Escribió también a Dolores. Compró en una tienda de antigüedades de la calle del Gobierno, que así se llamaba entonces la que va de la plaza de Armas al Château Vieux, una vitela con una guirnalda de flores pintada a la acuarela y en el centro copió estos versos que había leído en una comedia de Moliere:

Si le roi m’avait donné

París, sa grand ville

Et qu’il m’eut fallut quitter

L’amour de ma vie,

Je dirais au roi Henri:

«Reprenez votre Paris

J’aime mieux, ma mié o gai!

J’aime mieux ma mie».

Luego supo que Dolores guardó el regalo con entusiasmo y que leía los versos con precaución cuando no la veía nadie.

Adrián, por aquellos días, estaba dedicado a examinar y a criticar su vida pasada. Iba terminando en algunas conclusiones.

Dejarse llevar por la petulancia y por el deseo de hacer efecto en los demás era una estupidez. No tenía más que tres apoyos sólidos en su vida: su madre, Dolores y su tío, don Fermín Esteban. Había que dirigir sus pasos pensando en ellos y zafarse de todo lo demás.

Adrián se iba haciendo prudente.

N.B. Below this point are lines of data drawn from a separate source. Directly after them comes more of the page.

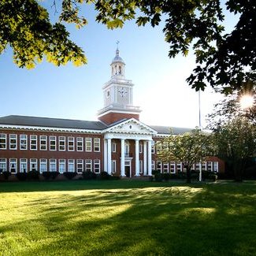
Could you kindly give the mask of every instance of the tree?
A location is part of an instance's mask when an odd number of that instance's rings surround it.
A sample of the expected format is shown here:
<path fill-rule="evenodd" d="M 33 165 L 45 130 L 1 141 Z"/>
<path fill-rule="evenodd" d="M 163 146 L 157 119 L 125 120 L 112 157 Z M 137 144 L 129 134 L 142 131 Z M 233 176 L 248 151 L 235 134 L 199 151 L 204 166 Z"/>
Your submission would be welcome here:
<path fill-rule="evenodd" d="M 243 106 L 243 100 L 250 100 Z M 208 115 L 208 128 L 214 131 L 235 117 L 244 117 L 256 125 L 256 88 L 251 84 L 243 90 L 236 91 L 214 105 L 214 111 Z"/>
<path fill-rule="evenodd" d="M 256 153 L 256 127 L 245 117 L 235 117 L 217 127 L 214 142 L 217 157 L 232 166 L 236 180 L 241 181 L 248 158 Z"/>
<path fill-rule="evenodd" d="M 157 150 L 158 159 L 166 162 L 182 162 L 187 170 L 187 183 L 191 183 L 193 165 L 211 155 L 211 135 L 199 129 L 182 135 L 171 134 L 157 144 Z"/>
<path fill-rule="evenodd" d="M 56 7 L 55 0 L 51 1 Z M 224 2 L 228 12 L 238 17 L 229 34 L 221 24 L 224 15 L 220 0 L 61 0 L 59 20 L 54 24 L 36 0 L 2 0 L 0 53 L 9 44 L 20 67 L 32 68 L 43 55 L 56 65 L 86 63 L 83 50 L 69 39 L 63 22 L 85 25 L 86 19 L 79 16 L 80 5 L 93 3 L 96 20 L 111 29 L 121 28 L 127 20 L 153 27 L 165 20 L 169 57 L 187 55 L 191 46 L 195 50 L 197 66 L 187 80 L 189 84 L 197 91 L 210 84 L 230 93 L 256 81 L 256 2 Z"/>

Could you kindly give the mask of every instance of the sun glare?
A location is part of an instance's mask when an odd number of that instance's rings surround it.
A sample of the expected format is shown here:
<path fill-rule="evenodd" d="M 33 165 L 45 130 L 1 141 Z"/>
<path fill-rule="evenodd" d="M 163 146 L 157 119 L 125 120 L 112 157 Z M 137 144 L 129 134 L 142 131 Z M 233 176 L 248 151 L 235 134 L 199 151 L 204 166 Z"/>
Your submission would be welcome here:
<path fill-rule="evenodd" d="M 251 95 L 243 95 L 240 99 L 240 106 L 243 109 L 250 108 L 254 105 L 254 97 Z"/>

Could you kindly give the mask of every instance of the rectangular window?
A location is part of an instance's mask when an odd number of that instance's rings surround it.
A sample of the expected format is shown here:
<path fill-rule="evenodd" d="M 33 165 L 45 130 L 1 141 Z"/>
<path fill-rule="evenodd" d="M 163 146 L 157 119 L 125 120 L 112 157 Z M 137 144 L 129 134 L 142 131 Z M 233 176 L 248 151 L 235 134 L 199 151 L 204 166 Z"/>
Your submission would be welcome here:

Pensaba que era muy peligroso el intentar decir verdades desagradables y que no había que tomar en serio, y mucho menos como plan de conducta, aquel verso de Boileau que citaba con frecuencia el abate Verneuil: J’apelle un chat un chat et Rolet un fripon.

Mientras él seguía rumiando sus análisis retrospectivos, el abate Verneuil le hablaba de mil fantasías. Le contó el asunto del collar de la reina y la intervención de Cagliostro en él. El abate era curioso de todas las ciencias, había viajado por Europa y por América y tenía proyectos económicos y comerciales. Muchas veces hablaba de transformar un pueblo como Bayona, de comercio pobre y mezquino, en una ciudad industrial, como las inglesas.

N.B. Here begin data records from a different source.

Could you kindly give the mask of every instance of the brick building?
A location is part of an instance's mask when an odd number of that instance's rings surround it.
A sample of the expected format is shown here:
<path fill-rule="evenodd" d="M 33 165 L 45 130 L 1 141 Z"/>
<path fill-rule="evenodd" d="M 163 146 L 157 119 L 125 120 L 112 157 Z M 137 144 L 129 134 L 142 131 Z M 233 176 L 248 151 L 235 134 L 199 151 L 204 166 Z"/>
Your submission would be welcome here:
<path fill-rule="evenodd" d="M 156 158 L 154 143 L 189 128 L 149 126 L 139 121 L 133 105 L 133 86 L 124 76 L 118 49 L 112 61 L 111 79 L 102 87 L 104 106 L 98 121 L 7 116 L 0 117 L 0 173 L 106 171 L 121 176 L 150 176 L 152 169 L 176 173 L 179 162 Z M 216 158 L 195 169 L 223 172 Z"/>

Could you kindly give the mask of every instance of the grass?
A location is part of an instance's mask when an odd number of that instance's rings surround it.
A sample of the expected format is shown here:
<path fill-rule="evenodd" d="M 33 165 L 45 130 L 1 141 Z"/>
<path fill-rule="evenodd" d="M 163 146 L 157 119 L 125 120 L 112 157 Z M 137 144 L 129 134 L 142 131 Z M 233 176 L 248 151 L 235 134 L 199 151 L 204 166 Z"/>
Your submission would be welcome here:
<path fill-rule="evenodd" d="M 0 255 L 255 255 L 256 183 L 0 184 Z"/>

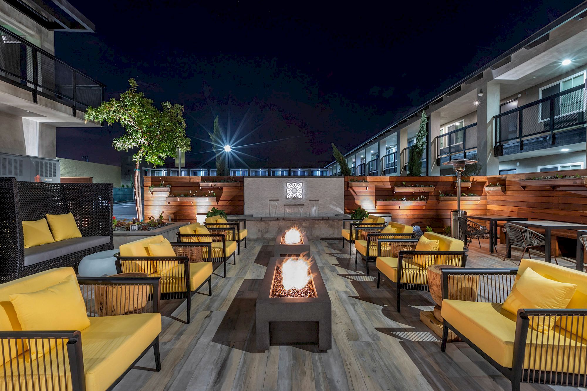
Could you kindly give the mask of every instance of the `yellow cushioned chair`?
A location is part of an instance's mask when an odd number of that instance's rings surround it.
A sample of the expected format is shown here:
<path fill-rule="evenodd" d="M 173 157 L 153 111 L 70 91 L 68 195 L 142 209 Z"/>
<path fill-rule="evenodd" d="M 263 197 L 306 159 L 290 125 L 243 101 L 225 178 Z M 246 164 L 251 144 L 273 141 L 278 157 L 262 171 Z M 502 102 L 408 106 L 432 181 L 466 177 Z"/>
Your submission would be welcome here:
<path fill-rule="evenodd" d="M 196 224 L 190 225 L 195 228 L 199 226 Z M 157 235 L 121 245 L 120 253 L 114 254 L 116 269 L 119 273 L 143 273 L 150 277 L 160 277 L 161 299 L 187 299 L 187 322 L 189 323 L 192 295 L 207 283 L 209 294 L 212 295 L 213 268 L 208 249 L 214 243 L 174 242 L 170 243 L 174 256 L 150 253 L 150 244 L 165 242 L 162 235 Z"/>
<path fill-rule="evenodd" d="M 38 291 L 58 284 L 68 277 L 76 278 L 73 269 L 61 267 L 0 284 L 0 327 L 2 330 L 0 334 L 4 341 L 4 344 L 0 344 L 3 351 L 0 354 L 6 359 L 0 368 L 0 388 L 6 389 L 5 385 L 8 384 L 8 389 L 14 390 L 112 389 L 151 347 L 154 351 L 156 369 L 160 370 L 158 335 L 161 332 L 161 315 L 156 312 L 158 308 L 157 298 L 152 306 L 155 311 L 153 313 L 112 316 L 98 316 L 99 312 L 95 312 L 97 302 L 89 300 L 86 305 L 90 315 L 90 325 L 81 331 L 29 331 L 26 339 L 14 339 L 23 336 L 19 335 L 22 332 L 20 324 L 9 296 Z M 120 291 L 132 288 L 128 280 L 117 277 L 103 277 L 100 281 L 80 278 L 79 283 L 83 285 L 83 290 L 90 295 L 93 291 L 100 292 L 100 289 L 110 289 L 100 288 L 100 285 L 110 287 L 120 285 Z M 144 285 L 147 290 L 158 289 L 158 281 L 156 278 L 135 279 L 133 284 L 134 287 Z M 147 310 L 147 307 L 143 310 Z M 56 339 L 53 338 L 56 334 L 59 335 Z M 69 343 L 65 349 L 68 354 L 64 357 L 62 342 L 68 340 Z M 14 346 L 15 341 L 19 348 L 18 355 Z M 21 351 L 23 345 L 21 341 L 25 341 L 23 354 Z M 56 344 L 58 341 L 59 343 Z M 39 348 L 37 349 L 38 355 L 31 352 L 28 346 L 35 343 L 39 347 L 44 344 L 46 352 L 43 354 L 43 349 Z M 9 355 L 9 344 L 13 353 L 11 356 Z M 48 348 L 49 346 L 50 349 Z"/>
<path fill-rule="evenodd" d="M 434 232 L 424 232 L 423 236 L 429 240 L 438 240 L 438 250 L 417 251 L 418 239 L 378 240 L 379 251 L 375 259 L 377 287 L 380 285 L 382 274 L 394 285 L 398 312 L 401 311 L 402 289 L 428 290 L 428 271 L 423 265 L 448 264 L 464 267 L 467 262 L 467 251 L 462 240 Z"/>
<path fill-rule="evenodd" d="M 534 308 L 520 309 L 516 315 L 504 309 L 511 281 L 517 281 L 528 268 L 549 280 L 577 286 L 565 308 L 538 308 L 529 303 L 526 305 Z M 474 301 L 449 299 L 444 294 L 443 351 L 450 329 L 508 377 L 512 390 L 519 390 L 521 380 L 583 386 L 581 379 L 587 377 L 587 274 L 522 259 L 517 269 L 444 270 L 443 278 L 443 284 L 454 287 L 453 291 L 464 291 L 465 285 L 469 290 L 476 288 L 468 298 Z M 541 319 L 544 332 L 531 327 Z"/>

Verneuil mezclaba con sus reflexiones económicas y morales ideas absurdas y místicas.

Un día le llevó un librito en el que estaban reunidas una obra del filósofo platónico Jamblico, sobre los misterios de los egipcios, caldeos, asidos; otra de Proclo, sobre el sacrificio y la magia, y varios tratados de Porfirio, Psellus y el Poimandres.

A Adrián le pareció todo ello un poco cómico. Otra vez el abate le vino con el libro titulado El Conde Gabalis, y le leyó con solemnidad este trozo:

¿Y qué piensa usted que quiso decir esa voz que fue oída en todas las ciudades de Italia y que produjo tanto terror a todos los que se encontraban en el mar? El Gran Pan ha muerto. Eran los pueblos del Aire que daban el aviso a los pueblos de las Aguas que el primero y más viejo de los Silfos acababa de morir.

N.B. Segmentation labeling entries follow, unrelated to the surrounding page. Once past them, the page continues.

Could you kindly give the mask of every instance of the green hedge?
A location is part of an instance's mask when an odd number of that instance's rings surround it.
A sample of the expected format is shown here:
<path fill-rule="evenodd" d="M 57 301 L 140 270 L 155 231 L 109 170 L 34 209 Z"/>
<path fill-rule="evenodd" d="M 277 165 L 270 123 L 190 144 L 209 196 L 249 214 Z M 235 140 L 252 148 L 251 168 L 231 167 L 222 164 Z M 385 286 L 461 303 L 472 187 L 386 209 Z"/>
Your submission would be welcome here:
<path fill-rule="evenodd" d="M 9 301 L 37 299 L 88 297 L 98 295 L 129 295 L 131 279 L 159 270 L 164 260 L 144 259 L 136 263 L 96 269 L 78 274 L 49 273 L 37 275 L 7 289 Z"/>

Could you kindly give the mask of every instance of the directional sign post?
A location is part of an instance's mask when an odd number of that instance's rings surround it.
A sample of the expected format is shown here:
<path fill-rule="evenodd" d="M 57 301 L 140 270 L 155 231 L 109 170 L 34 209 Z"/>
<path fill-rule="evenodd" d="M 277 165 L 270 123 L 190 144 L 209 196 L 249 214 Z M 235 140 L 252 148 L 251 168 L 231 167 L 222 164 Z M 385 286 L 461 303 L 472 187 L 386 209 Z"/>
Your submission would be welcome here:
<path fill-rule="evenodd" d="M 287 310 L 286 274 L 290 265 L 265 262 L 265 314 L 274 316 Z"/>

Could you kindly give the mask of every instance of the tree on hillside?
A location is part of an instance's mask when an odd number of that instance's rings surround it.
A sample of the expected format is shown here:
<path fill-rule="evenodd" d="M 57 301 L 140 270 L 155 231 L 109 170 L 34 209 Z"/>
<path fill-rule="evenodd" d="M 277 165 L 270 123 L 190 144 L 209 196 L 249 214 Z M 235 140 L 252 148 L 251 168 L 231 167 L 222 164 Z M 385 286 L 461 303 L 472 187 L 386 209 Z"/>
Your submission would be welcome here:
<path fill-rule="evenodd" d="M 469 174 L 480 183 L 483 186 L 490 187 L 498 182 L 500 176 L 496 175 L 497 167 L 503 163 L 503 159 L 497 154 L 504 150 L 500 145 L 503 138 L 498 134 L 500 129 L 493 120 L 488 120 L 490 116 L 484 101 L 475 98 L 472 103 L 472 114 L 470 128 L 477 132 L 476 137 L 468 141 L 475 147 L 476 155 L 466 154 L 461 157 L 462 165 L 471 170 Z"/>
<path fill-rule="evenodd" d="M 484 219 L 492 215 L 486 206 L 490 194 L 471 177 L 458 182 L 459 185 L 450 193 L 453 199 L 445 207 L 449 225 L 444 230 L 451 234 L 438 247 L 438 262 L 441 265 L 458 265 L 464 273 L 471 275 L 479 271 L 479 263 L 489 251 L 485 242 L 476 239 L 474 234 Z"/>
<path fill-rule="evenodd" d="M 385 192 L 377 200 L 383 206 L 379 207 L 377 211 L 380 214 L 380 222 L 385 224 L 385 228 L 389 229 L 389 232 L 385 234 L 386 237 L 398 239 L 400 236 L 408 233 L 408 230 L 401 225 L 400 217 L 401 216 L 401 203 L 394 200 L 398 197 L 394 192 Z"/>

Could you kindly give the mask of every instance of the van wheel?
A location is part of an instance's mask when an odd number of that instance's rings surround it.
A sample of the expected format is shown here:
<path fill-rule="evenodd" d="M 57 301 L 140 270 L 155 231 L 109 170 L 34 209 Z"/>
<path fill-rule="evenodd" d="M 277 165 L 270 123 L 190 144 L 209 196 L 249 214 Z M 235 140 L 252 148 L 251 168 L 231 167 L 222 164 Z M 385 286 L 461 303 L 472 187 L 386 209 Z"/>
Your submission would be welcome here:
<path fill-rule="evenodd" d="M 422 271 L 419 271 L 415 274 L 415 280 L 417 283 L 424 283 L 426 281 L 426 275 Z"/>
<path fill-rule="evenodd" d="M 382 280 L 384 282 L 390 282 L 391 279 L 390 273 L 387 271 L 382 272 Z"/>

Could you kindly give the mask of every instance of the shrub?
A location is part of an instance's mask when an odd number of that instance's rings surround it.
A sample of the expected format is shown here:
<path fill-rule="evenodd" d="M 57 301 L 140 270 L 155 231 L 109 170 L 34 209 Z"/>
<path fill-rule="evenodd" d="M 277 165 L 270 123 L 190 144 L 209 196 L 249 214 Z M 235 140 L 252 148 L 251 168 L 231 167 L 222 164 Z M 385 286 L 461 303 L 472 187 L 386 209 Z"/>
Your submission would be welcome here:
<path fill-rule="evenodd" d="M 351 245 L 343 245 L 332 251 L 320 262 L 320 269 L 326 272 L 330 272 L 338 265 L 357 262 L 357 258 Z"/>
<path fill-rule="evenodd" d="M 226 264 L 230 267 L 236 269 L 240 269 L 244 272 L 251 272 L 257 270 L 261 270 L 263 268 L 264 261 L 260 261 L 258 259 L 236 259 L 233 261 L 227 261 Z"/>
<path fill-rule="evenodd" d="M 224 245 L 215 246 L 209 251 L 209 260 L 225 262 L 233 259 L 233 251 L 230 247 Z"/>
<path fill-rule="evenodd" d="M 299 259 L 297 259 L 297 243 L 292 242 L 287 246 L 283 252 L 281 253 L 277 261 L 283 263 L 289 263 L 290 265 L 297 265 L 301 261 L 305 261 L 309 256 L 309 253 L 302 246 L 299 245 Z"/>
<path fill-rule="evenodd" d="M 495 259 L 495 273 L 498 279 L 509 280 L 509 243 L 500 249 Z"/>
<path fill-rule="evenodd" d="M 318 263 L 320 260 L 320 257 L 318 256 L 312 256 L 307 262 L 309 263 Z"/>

Estas fantasías le daban risa a Adrián. Verneuil era gran admirador del abate de Villars, que se llamó por su verdadero apellido Montfaucon de la Roche Taillade.

El abate de Villars, según Verneuil, era en gran parte un burlón, un mistificador que quería burlarse de la filosofía de Descartes y que luego atacó también la de Pascal y criticó algunas comedias de Racine y de Corneille. Todo lo que hablaba de los Rosacruces y de la Cábala era pura broma.

—¿Y qué le pasó a ese abate? —preguntó Adrián.

—El abate de Villars fue asesinado en el camino de Lyon cuando tenía treinta y ocho años.

Verneuil no se preocupaba gran cosa de señalar si las fantasías de aquel libro le parecían verdaderas o falsas. Le bastaba con que le divirtiesen.

Todas estas mistificaciones las mezclaba el abate con la teofilantropía, y esta unión de superstición antigua y de ilusión moderna daba un producto si no muy lógico, por lo menos divertido y curioso.

Como el abate tenía una erudición tan complicada y extensa, sabía historias de todos los países. Le dijo a Adrián que un escritor español, don Diego de Torres Villarroel, había predicho la Revolución francesa en unos versos publicados en un almanaque de 1756 que decían así:

Cuando los mil contarás

con los trescientos doblados

y cincuenta duplicados

con los nueve dieces más;

entonces, tú lo verás,

mísera Francia, te espera

tu calamidad postrera

con tu rey y tu delfín

y tendrá entonces su fin

tu mayor gloria primera.

Un día que Adrián estaba a la puerta de la casa hablando con Verneuil, cruzó una muchacha rubia, que le saludó a éste.

El abate le presentó a Adrián. Era hija del indiano Etchezar, a quien había visitado por encargo de su madre. La muchacha se llamaba Berta y era muy amable y sonriente.